Niemiecka prasa o debacie ws. obywatelstwa: igranie z ogniem
29 listopada 2022„Frankfurter Allgemeine Zeitung” wskazuje, że „FDP sprzeciwiła się propozycji ministerstwa spraw wewnętrznych, którą zawiera umowa koalicyjna rządu i którą FDP sama podpisała. O co w tym wszystkim chodzi? Można wyjaśnić to jedynie tym, że liberałowie, zgadzający się zwykle w tych kwestiach z Zielonymi, odczuwają niezadowolenie swojego elektoratu z powodu polityki azylowej i imigracyjnej. „W praktyce kluczowe jest nie to, co głosi traktat nt. liczby lat, po których imigrant może otrzymać obywatelstwo, ale to, co potrafi i czego chce” – stwierdza dziennik. „I insynuacją jest rozgłaszanie, że niemieckie obywatelstwo będzie sprzedawane za bezcen” – dodaje. Jednak rzecz w tym, że ktoś, kto chce zostać Niemcem, powinien dostrzegać w tym wartość, która wykracza daleko poza współuczestnictwo. „Przynajmniej tyle trzeba mieć pewności siebie”– czytamy.

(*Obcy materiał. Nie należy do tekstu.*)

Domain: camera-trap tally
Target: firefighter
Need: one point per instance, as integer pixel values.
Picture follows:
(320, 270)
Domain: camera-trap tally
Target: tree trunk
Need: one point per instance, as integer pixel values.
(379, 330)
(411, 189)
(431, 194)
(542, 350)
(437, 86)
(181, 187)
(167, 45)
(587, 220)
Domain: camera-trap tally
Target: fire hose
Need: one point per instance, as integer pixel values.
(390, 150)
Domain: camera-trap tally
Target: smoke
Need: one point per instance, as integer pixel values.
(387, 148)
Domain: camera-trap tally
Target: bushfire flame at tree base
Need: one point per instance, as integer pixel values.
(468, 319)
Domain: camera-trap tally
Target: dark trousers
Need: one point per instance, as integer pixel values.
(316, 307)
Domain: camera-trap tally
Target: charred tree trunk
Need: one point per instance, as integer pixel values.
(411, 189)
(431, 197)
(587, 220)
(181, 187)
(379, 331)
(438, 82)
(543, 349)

Zdaniem „Freie Presse” z Chemnitz debaty dotyczące imigracji i nadawania obywatelstwa zawsze niosą ze sobą wysoki potencjał politycznego urabiania opinii publicznej. „Alternatywa dla Niemiec (AfD) nie potraktuje tego tematu w sposób odpowiedzialny, a unia chadecka powinna dać sobie spokój z populistycznymi zagrywkami. „Każdy, kto chce, aby Niemcy pozostały światowym liderem gospodarczym, aby nie musiały czekać trzy miesiące na rzemieślników i aby nawet na starość otoczone były dobrą opieką, powinny opowiedzieć się za nowoczesnym prawem regulującym kwestie obywatelstwa i imigracji” – stwierdza dziennik regionalny.

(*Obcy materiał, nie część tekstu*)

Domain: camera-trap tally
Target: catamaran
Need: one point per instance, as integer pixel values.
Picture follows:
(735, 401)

Z kolei „Koelner Stadt-Anzeiger” uważa, że Niemcy jako kraj imigracyjny wcale nie są tak atrakcyjne, jak wskazywałyby na to niektóre z debat. „Jeśli spojrzeć pod kątem czynników decydujących o sukcesie kraju imigracyjnego, takich jak napływ wykwalifikowanej siły roboczej, integracja i nadawanie obywatelstwa, Niemcy nie wypadają tutaj najlepiej” – wskazuje dziennik. Rekrutacja personelu opiekuńczego za granicą prowadzona jest wyłączenie w niewielkim stopniu, uznawanie zagranicznych stopni naukowych jest co najmniej tak skomplikowane jak niemiecka gramatyka, a jeśli chodzi o nadawanie obywatelstwa, Niemcy w europejskim rankingu plasują się w jego dolnej części. Sprawą zaległą jest to, że rząd koalicyjny postanowił ułatwić napływ wykwalifikowanej siły roboczej, proces integracji i nadawania obywatelstwa. „Przecież leży to w interesie narodowym”.

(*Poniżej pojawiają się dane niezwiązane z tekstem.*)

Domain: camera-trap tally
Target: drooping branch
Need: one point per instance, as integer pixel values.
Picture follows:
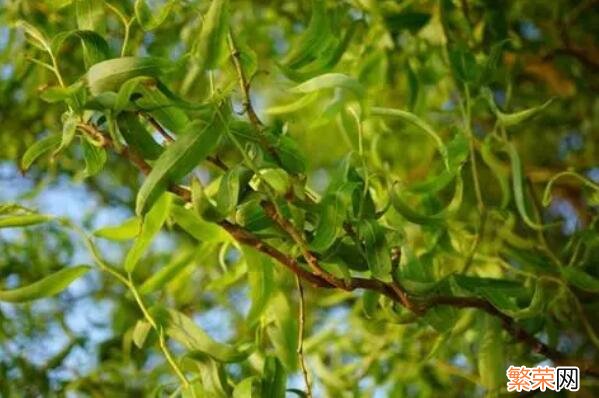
(321, 279)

Inaczej ocenia sytuację „Munchener Merkur”, według którego plan minister spraw wewnętrznych Nancy Faeser z SPD dotyczący nowego prawa regulującego nadawanie obywatelstwa jest fałszywym sygnałem wysłanym w nieodpowiednim momencie. „Niemcy ogrania właśnie druga wielka fala niekontrolowanej migracji, rząd koalicyjny SPD, Zielonych i FDP ma ogromne problemy z opanowaniem imigracji szlakiem bałkańskim, nie mówiąc już o obiecanej organizacji powrotu dopuszczających się przestępstw nielegalnych imigrantów” – uważa dziennik regionalny. I dodaje, że zamiast uporządkować ten chaos, „SPD i Zieloni poprzez ułatwienia w otrzymywaniu niemieckiego paszportu chcą wysłać nowy zapraszający sygnał w świat, który podobnie jak swego czasu kultura powitania Angeli Merkel, nie zostanie zignorowany”. Zdaniem komentatora, jest to igranie z ogniem, także dlatego, że prowadzi do ograniczenia akceptacji w społeczeństwie dla potrzebnej imigracji siły roboczej, jak również dla uchodźców wojennych. „Rząd, który nie zwraca uwagi na to, kto przyjeżdża do kraju i kto dostanie paszport, rezygnuje z centralnych elementów państwowości” – pisze dziennikarz.